Methamphetamine or crystal meth, as it is commonly known, is a stimulant that induces euphoria in its users. Discovered in 1919 and originally intended for the treatment of nasal decongestion, the drug is now being used by college students, athletes and truck drivers. Sadly, the drug is no longer used for its therapeutic benefit.
Soldiers who had participated in the World War II are said to have used the drug to improve their alertness. The release of dopamine, a neurotransmitter into specific brain areas that regulate feelings of pleasure has been accounted for its stimulant effects. Even when taken at very small doses, it results in a prolonged stimulant effect.

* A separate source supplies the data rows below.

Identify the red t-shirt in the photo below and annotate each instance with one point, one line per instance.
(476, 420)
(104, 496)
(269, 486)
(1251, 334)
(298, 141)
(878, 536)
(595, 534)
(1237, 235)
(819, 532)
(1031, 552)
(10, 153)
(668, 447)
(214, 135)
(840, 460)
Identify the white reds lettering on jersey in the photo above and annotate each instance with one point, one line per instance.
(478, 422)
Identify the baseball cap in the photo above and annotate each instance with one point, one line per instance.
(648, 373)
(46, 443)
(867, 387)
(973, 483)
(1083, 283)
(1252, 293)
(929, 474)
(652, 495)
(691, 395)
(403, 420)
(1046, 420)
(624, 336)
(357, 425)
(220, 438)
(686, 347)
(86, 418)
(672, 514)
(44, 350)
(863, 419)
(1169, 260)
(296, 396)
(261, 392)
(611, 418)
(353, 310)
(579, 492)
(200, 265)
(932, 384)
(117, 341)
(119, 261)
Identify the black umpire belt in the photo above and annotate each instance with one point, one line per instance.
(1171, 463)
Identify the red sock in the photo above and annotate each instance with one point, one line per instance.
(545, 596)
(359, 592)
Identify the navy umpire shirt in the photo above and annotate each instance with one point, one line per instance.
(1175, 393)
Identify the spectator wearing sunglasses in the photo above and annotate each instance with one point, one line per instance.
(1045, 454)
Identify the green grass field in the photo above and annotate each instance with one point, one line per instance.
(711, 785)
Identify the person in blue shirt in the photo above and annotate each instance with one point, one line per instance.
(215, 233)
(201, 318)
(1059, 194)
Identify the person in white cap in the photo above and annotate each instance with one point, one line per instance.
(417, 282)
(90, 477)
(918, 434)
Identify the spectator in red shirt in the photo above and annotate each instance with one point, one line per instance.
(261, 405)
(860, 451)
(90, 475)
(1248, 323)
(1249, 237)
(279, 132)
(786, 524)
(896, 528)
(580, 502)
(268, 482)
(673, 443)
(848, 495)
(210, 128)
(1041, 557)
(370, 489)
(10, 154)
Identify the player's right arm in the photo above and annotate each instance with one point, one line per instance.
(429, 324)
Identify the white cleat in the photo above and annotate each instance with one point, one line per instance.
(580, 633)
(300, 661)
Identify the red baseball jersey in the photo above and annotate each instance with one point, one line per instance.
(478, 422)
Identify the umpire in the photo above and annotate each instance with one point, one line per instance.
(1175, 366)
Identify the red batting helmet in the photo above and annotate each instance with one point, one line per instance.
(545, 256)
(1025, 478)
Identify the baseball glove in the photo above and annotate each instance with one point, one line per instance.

Although short-term use of the drug can enhance alertness and physical activity, long-term methamphetamine use can lead to unfavorable side effects such as aggressive or violent behavior (manifested at decreasing drug effect) and depression. This eventually leads to addiction, characterized by compulsive drug seeking or craving.
The stimulant, which can be smoked, snorted or injected, can also induce a loss in memory and psychotic behavior. In addition, there is also an increased risk of AIDS/HIV, hepatitis transmission, cardiovascular and brain damage.
Currently, no standard medication has been approved for management of methamphetamine addiction. However, few studies have highlighted that Bupropion (an antidepressant) can be used for treatment of the same.
In view of the global meth threat, it is high time that the scientific community devises some effective strategy to combat methamphetamine drug addiction that continues to be a significant challenge.